Nvidia Fermi, AMD Radeon and Intel Larrabee

IEEE Spectrum predicted that Intel’s Larrabee chip would be a technological winner.

we believe that Larrabee is a winner—because of the one feature that it alone offers: C++ programmability. The first test chips came out only a few weeks ago (Jan 2009) , and the product won’t reach store shelves until late 2009.

Intel Larrabee looks to be up to 6-12 months later than planned and Nvidia’s next generation GPU the Fermi will be out with C++ support.

The last stated release date from Intel was either late this year or early 2010. That does not seem likely now.

“I never thought they were on time and I don’t think they are on track,” said Jim McGregor, chief technology analyst with In-Stat. “And I don’t think they are going to make their goal. Their goal that Pat [Gelsinger, former senior vice president who headed the Larrabee project] said last year was if it can’t compete on the highest end, they won’t release it.”

(May 2009)Intel VP of corporate technology Joseph Schultz mentioned that Intel is now looking at a release date of the first half of 2010, moved back from the company’s original late-2009 target.

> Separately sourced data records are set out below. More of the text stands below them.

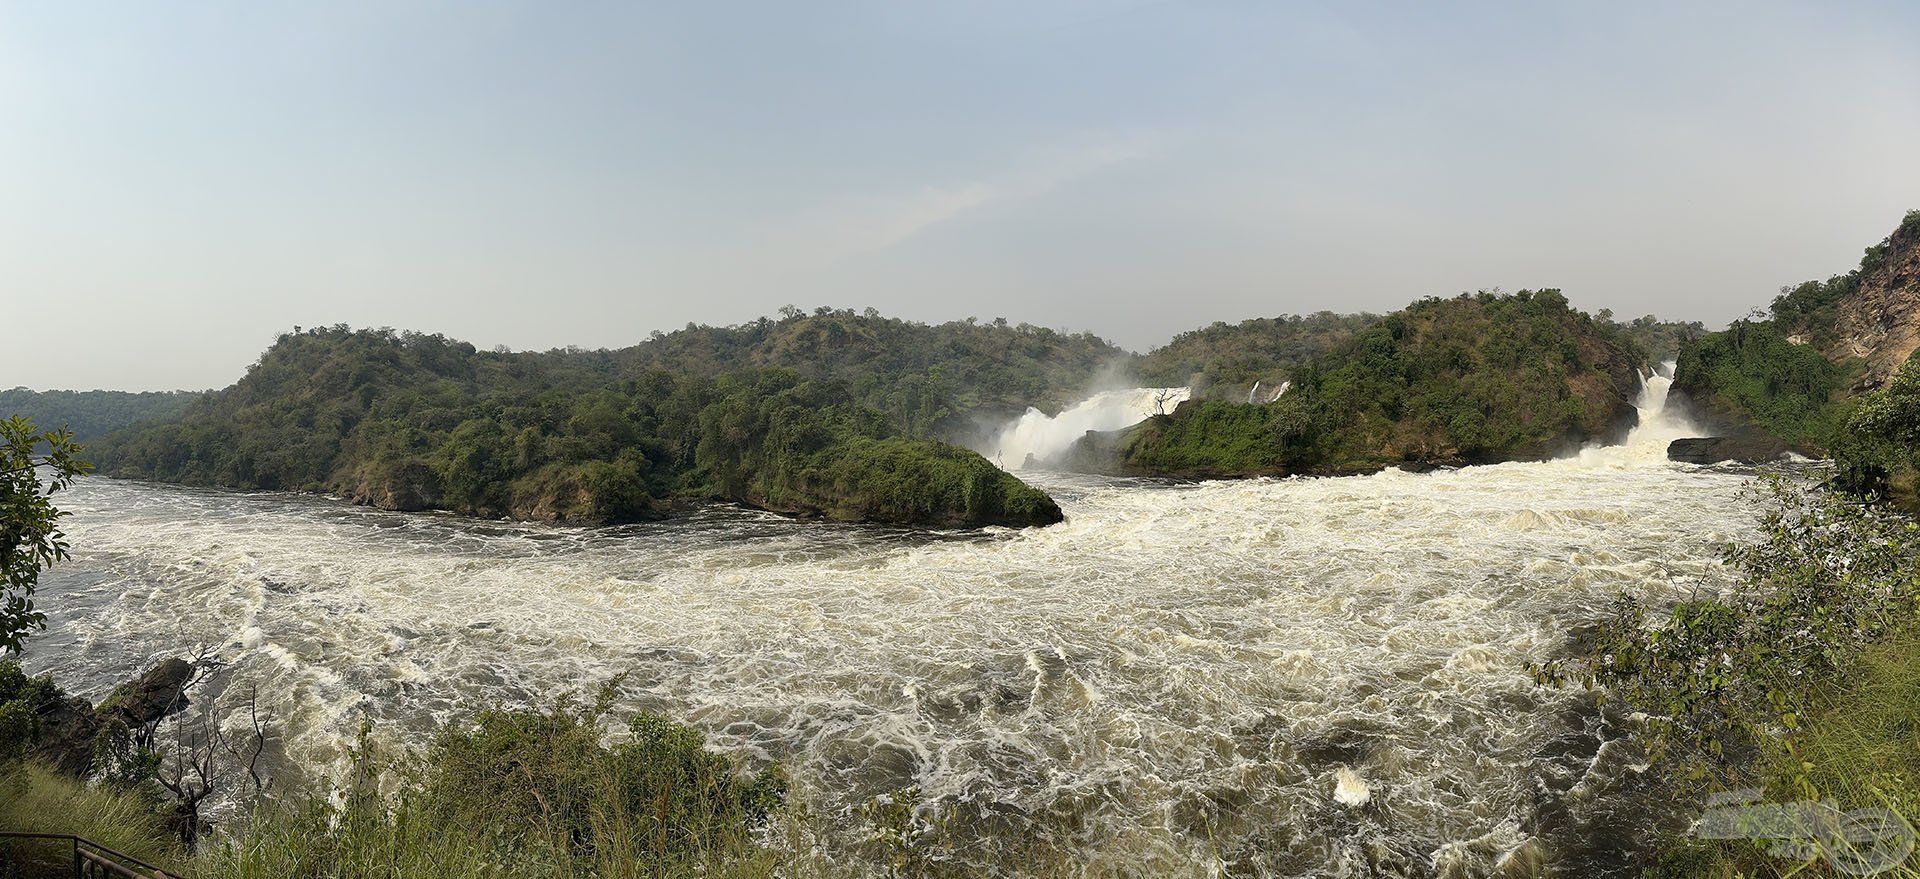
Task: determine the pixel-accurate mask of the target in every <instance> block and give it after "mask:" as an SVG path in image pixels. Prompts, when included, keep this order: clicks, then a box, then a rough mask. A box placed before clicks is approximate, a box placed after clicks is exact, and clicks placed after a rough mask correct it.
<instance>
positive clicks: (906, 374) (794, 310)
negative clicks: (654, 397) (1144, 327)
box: [605, 307, 1129, 441]
mask: <svg viewBox="0 0 1920 879" xmlns="http://www.w3.org/2000/svg"><path fill="white" fill-rule="evenodd" d="M605 357H607V359H609V361H611V363H612V365H614V367H616V368H618V370H620V372H622V374H643V372H680V374H699V376H720V374H726V372H735V370H743V368H768V367H772V368H785V370H793V372H795V374H799V376H801V378H806V380H818V382H837V384H839V386H843V388H845V390H847V393H849V399H854V401H858V403H860V405H862V407H866V409H872V411H876V413H881V415H883V416H885V424H887V430H889V432H891V434H897V436H908V438H943V440H956V441H964V440H972V430H975V424H973V418H972V416H973V415H975V413H985V415H993V416H1016V415H1020V413H1023V411H1027V407H1041V409H1048V411H1052V409H1060V407H1064V405H1068V403H1073V401H1077V399H1081V397H1083V395H1085V393H1087V390H1089V382H1091V380H1092V376H1094V374H1096V372H1100V370H1102V368H1104V367H1112V365H1117V363H1123V361H1125V359H1127V357H1129V355H1127V351H1121V349H1117V347H1114V345H1112V344H1108V342H1106V340H1102V338H1098V336H1094V334H1089V332H1079V334H1062V332H1054V330H1050V328H1046V326H1033V324H1008V322H1006V319H995V321H991V322H977V321H972V319H968V321H952V322H945V324H920V322H912V321H899V319H887V317H879V313H876V311H874V309H866V311H864V313H854V311H851V309H826V307H822V309H814V311H812V313H803V311H799V309H791V307H789V309H783V311H781V317H780V319H778V321H774V319H760V321H753V322H745V324H739V326H695V324H689V326H687V328H685V330H680V332H670V334H655V338H653V340H651V342H645V344H641V345H634V347H628V349H622V351H612V353H609V355H605Z"/></svg>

The Top 10 Innovations in the New NVIDIA Fermi Architecture, and the Top 3 Next Challenges, David Patterson Director, Parallel Computing Research Laboratory (Par Lab), U.C. Berkeley

I believe the Fermi architecture is as big as an architectural advance over G80 as G80 was over NV40. The combined result represents a giant step towards bringing GPUs into mainstream computing. The table previews my take on the Top 10 most important innovations in the new Fermi architecture. This list is from a computer architect’s perspective, as a user would surely rank performance higher. At the end of the paper, I offer 3 challenges on how to bring future GPUs even closer to
mainstream computing, which the table also lists.

Past GPUs had a variety of different types of memories, each in their own address space. Although these could be used to achieve excellent performance, such architectures are problematic with programming languages that rely on pointers to any piece of data in memory, such as C, C++, and CUDA

Fermi has rectified that problem with by placing those separate memories—the local scratchpad memory, the graphics memory, and system memory—into a single 64‐bit address space, thereby making it much more easier to compile and run C and C++ programs on Fermi. 6 Once again, PTX enabled this relatively dramatic architecture change without the legacy binary compatibility problems of mainstream computing.

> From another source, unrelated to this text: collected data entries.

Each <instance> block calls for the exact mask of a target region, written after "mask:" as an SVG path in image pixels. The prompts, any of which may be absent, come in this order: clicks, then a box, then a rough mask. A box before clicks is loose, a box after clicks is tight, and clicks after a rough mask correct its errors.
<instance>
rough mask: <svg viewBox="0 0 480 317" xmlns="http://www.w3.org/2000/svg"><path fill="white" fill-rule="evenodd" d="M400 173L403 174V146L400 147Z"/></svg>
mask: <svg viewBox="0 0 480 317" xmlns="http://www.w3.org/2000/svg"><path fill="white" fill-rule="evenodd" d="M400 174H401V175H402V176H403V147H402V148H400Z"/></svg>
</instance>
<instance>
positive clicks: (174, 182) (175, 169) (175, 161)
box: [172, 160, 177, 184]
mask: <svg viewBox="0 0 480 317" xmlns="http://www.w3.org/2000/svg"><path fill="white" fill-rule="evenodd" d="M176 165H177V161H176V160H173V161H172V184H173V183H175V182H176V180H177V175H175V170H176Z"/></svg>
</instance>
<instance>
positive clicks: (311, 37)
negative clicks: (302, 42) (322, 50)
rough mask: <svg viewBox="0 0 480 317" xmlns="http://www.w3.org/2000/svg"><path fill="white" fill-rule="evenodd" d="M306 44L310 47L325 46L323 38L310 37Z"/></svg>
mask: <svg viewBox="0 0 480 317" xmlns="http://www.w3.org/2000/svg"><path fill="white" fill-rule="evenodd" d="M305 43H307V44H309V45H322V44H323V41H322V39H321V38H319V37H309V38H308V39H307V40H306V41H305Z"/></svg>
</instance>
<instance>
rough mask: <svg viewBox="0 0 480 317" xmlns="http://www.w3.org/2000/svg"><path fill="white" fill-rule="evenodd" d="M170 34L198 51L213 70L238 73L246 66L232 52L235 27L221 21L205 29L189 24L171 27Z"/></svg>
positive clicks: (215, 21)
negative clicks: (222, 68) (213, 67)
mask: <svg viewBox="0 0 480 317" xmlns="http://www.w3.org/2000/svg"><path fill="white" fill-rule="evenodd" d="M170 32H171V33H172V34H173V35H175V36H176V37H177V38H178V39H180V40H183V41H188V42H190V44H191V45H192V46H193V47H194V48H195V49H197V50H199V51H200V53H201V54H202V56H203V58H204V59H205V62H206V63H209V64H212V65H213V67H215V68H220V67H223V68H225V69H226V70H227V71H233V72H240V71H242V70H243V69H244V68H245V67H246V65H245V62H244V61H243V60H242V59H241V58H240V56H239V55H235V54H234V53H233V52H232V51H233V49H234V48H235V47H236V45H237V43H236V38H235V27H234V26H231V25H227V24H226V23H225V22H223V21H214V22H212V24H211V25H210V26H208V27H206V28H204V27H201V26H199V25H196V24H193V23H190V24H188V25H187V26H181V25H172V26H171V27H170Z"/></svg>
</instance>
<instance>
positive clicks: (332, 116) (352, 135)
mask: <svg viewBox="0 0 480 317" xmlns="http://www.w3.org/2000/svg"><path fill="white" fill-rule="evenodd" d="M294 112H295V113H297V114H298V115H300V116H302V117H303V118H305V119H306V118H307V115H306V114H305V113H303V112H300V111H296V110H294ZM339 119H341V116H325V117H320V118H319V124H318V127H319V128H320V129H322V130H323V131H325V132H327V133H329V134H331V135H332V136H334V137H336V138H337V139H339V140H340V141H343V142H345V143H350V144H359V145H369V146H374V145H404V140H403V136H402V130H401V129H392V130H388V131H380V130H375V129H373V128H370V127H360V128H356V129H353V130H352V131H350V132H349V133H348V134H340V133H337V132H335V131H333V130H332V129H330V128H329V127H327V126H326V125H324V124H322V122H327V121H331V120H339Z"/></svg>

21 page Nvidia white paper on Fermi

The implementation of a unified address space enables Fermi to support true C++ programs. In C++, all variables and functions reside in objects which are passed via pointers. PTX 2.0 makes it possible to use unified pointers to pass objects in any memory space, and Fermi’s hardware address translation unit automatically maps pointer references to the correct memory space. Fermi and the PTX 2.0 ISA also add support for C++ virtual functions, function pointers, and ‘new’ and ‘delete’ operators for dynamic object allocation and de-allocation. C++ exception handling operations ‘try’ and ‘catch’ are also supported.

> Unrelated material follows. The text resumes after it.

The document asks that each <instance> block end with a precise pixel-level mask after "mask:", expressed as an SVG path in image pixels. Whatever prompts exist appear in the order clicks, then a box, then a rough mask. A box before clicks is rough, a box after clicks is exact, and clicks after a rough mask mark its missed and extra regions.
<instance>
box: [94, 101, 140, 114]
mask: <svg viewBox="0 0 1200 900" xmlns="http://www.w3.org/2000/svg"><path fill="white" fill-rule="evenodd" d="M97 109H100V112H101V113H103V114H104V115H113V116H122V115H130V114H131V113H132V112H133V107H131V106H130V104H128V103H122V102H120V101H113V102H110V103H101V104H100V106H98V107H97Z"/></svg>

Nvidia Fermi versus AMD Radeon

Fermi versus AMD Radeon: Who Wins, Who Loses in Supercomputing Applications?

While AMD and Nvidia battle for supremacy in the GPU computing arena, there’s one obvious loser, Intel. AMD’s 5870 appeared on schedule. Nvidia’s Fermi is late, but its GTX 280 series still is competitive. Intel’s Larrabee remains a no-show. End users who buy their systems by the teraflop have discovered and validated an alternative approach that requires fewer x86 CPUs, less power, and less space. GPU computing is here to stay, and the market will punish those who lack a competitive offering.

While AMD and Nvidia battle for supremacy in the GPU computing market, there’s one obvious loser, Intel. AMD’s 5870 appeared on schedule. Although Nvidia’s Fermi is late, its prior generation GTX 280 still has some life left in it. But, Intel’s many-core Larrabee is still a no-show, and the company’s Larrabee demo at its recent Developers’ Forum was universally regarded as brain-dead, if not an outright embarrassment. End users with high performance computational requirements previously filled their data centers with racks of x86 servers to handle those requirements. Now they have now discovered and validated an alternative approach that requires fewer x86 CPUs, less power, and less space. GPU computing won’t solve all the world’s computing problems, but it will give users who buy their systems by the teraflop a new, more cost effective alternative that will take some of the wind out of Intel’s high performance computing sales.